Sur le cinquième moyen, tiré d’une violation de l’article 6, premier alinéa, du traité CE (devenu, après modification, article 12, premier alinéa, CE)

Arguments des parties

142
Les requérants soutiennent que la promesse d’une occupation garantie liée à la réservation d’un accès direct aux thermes méconnaît le principe de non-discrimination édicté à l’article 6, premier alinéa, du traité.

143
Selon la Commission, les requérants n’expliquent nullement comment ils auraient fait l’objet d’une discrimination en raison de leur nationalité au sens de la disposition précitée. Les intéressés n’allégueraient pas que l’hôtel Siemens aurait bénéficié d’un traitement préférentiel par rapport à ses concurrents autrichiens en raison de sa qualité de filiale d’un groupe allemand.

Appréciation du Tribunal

144
L’article 6 du traité dispose, en son premier alinéa, que toute discrimination exercée en raison de la nationalité est interdite «dans le domaine d’application du [...] traité» et «sans préjudice des dispositions particulières qu’il prévoit».

145
En l’espèce, d’une part, il est constant que l’entreprise bénéficiaire de l’aide contestée est une société de droit autrichien et il n’a pas même été prétendu que cette aide aurait été approuvée en raison de la qualité de filiale d’un groupe non autrichien que revêt le bénéficiaire.

146
D’autre part, l’article 6, premier alinéa, du traité n’a vocation à s’appliquer de façon autonome que dans des situations régies par le droit communautaire pour lesquelles le traité ne prévoit pas de règles spécifiques de non-discrimination (arrêts de la Cour du 10 décembre 1991, Merci convenzionali porto di Genova, C‑179/90, Rec. p. I‑5889, point 11, et du 14 juillet 1994, Peralta, C-379/92, Rec. p. I‑3453, point 18).

147
Il s’ensuit que l’article 6, premier alinéa, du traité n’a pas vocation à s’appliquer de façon autonome dans le cadre du présent litige, en raison de l’existence des règles de concurrence du traité CE. Celles-ci appréhendent les discriminations, non pas en relation avec la nationalité des entreprises prétendument affectées, mais par référence au marché sectoriel et géographique pris en considération.

148
Il convient de considérer que le cinquième moyen n’est pas susceptible d’être révélateur d’une difficulté sérieuse qui aurait imposé à la Commission l’obligation d’ouvrir la procédure formelle d’examen de l’article 93, paragraphe 2, du traité.

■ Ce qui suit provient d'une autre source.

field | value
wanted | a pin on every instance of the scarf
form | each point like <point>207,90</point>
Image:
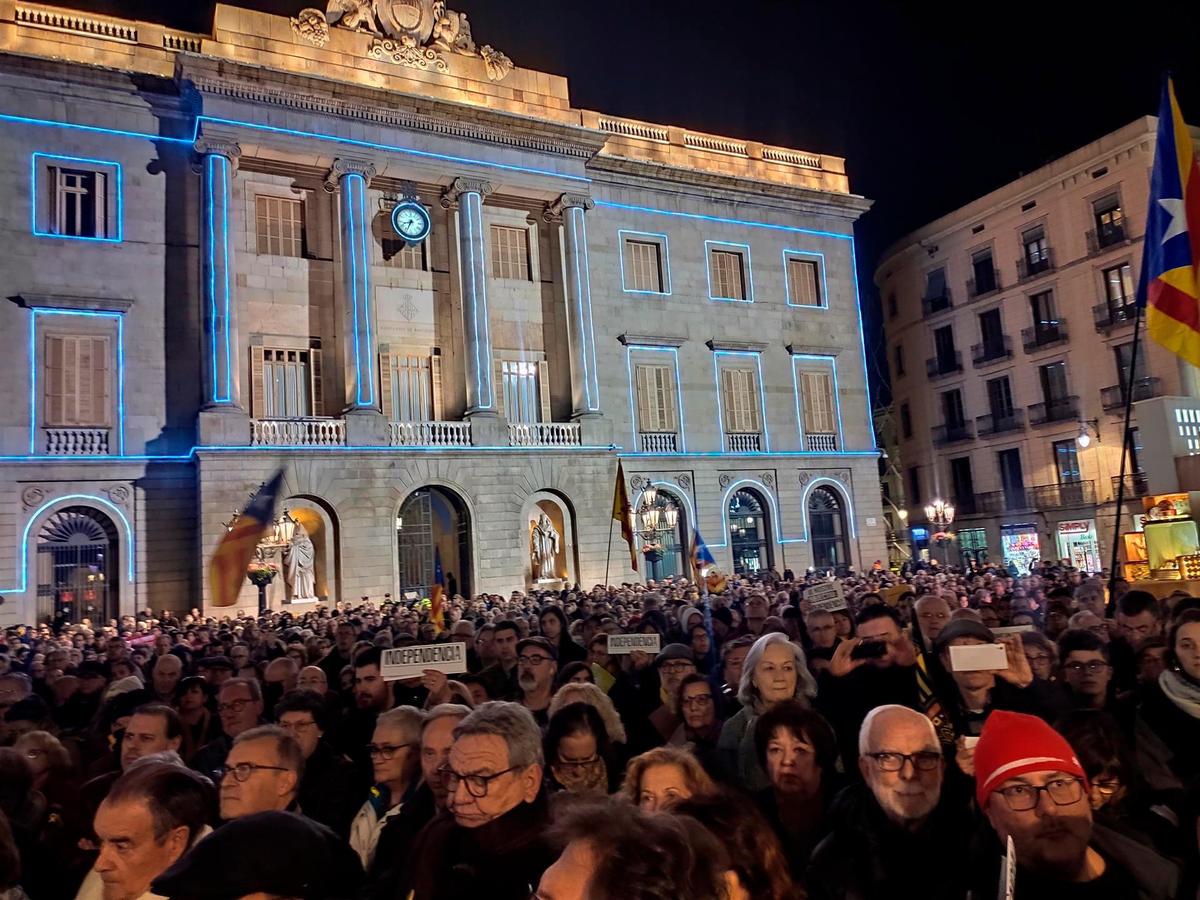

Sur le sixième moyen, pris d’une violation de dispositions communautaires relatives à la liberté d’établissement

Arguments des parties

149
Les requérants relèvent que l’aide litigieuse contrevient au programme général relatif à la liberté d’établissement destiné à garantir, conformément à l’article 54, paragraphe 3, sous h), du traité CE (devenu article 44, paragraphe 2, sous h, CE), que les conditions d’établissement ne soient pas faussées par des aides accordées par des États membres. Ces dispositions auraient pour objet d’empêcher que des entreprises étrangères bénéficient, lorsqu’elles s’établissent dans un État membre, d’avantages dont les entreprises de cet État membre ne disposent pas.

150
La Commission estime qu’une aide individuelle ne peut relever de l’article 54, paragraphe 3, sous h), du traité. Toute décision autorisant une aide d’État n’avantagerait nécessairement que l’entreprise bénéficiaire en rendant ainsi plus difficiles les conditions d’établissement des concurrents. En conséquence, l’argumentation des requérants impliquerait que les aides individuelles seraient totalement interdites en vertu de cette disposition, résultat que les hautes parties contractantes n’ont assurément jamais envisagé.

151
Il y aurait donc plutôt lieu de penser que la disposition invoquée a pour objectif d’interdire les aides à l’établissement à l’étranger. Or, la décision attaquée ne concernerait pas ce type d’aides.

Appréciation du Tribunal

152
Il résulte des développements qui précèdent, notamment de l’examen du cinquième moyen, que la décision attaquée retient la compatibilité avec le marché commun d’une aide octroyée par les autorités autrichiennes à l’implantation d’une entreprise de droit autrichien sise sur le territoire autrichien.

153
Or, comme il ressort de l’article 52, premier alinéa, du traité CE (devenu, après modification, article 43, premier alinéa, CE) et de l’article 58, premier alinéa, du traité CE (devenu article 48, premier alinéa, CE), les dispositions relatives au droit d’établissement tendent à la suppression des restrictions entravant la liberté d’établissement des ressortissants et sociétés d’un État membre sur le territoire d’un autre État membre, hypothèse étrangère au cas d’espèce.

154
Il s’ensuit que les dispositions invoquées sont inapplicables à la présente espèce.

155
Il y a lieu de considérer que le sixième moyen n’est pas susceptible d’être révélateur d’une difficulté sérieuse qui aurait imposé à la Commission l’obligation d’ouvrir la procédure formelle d’examen de l’article 93, paragraphe 2, du traité.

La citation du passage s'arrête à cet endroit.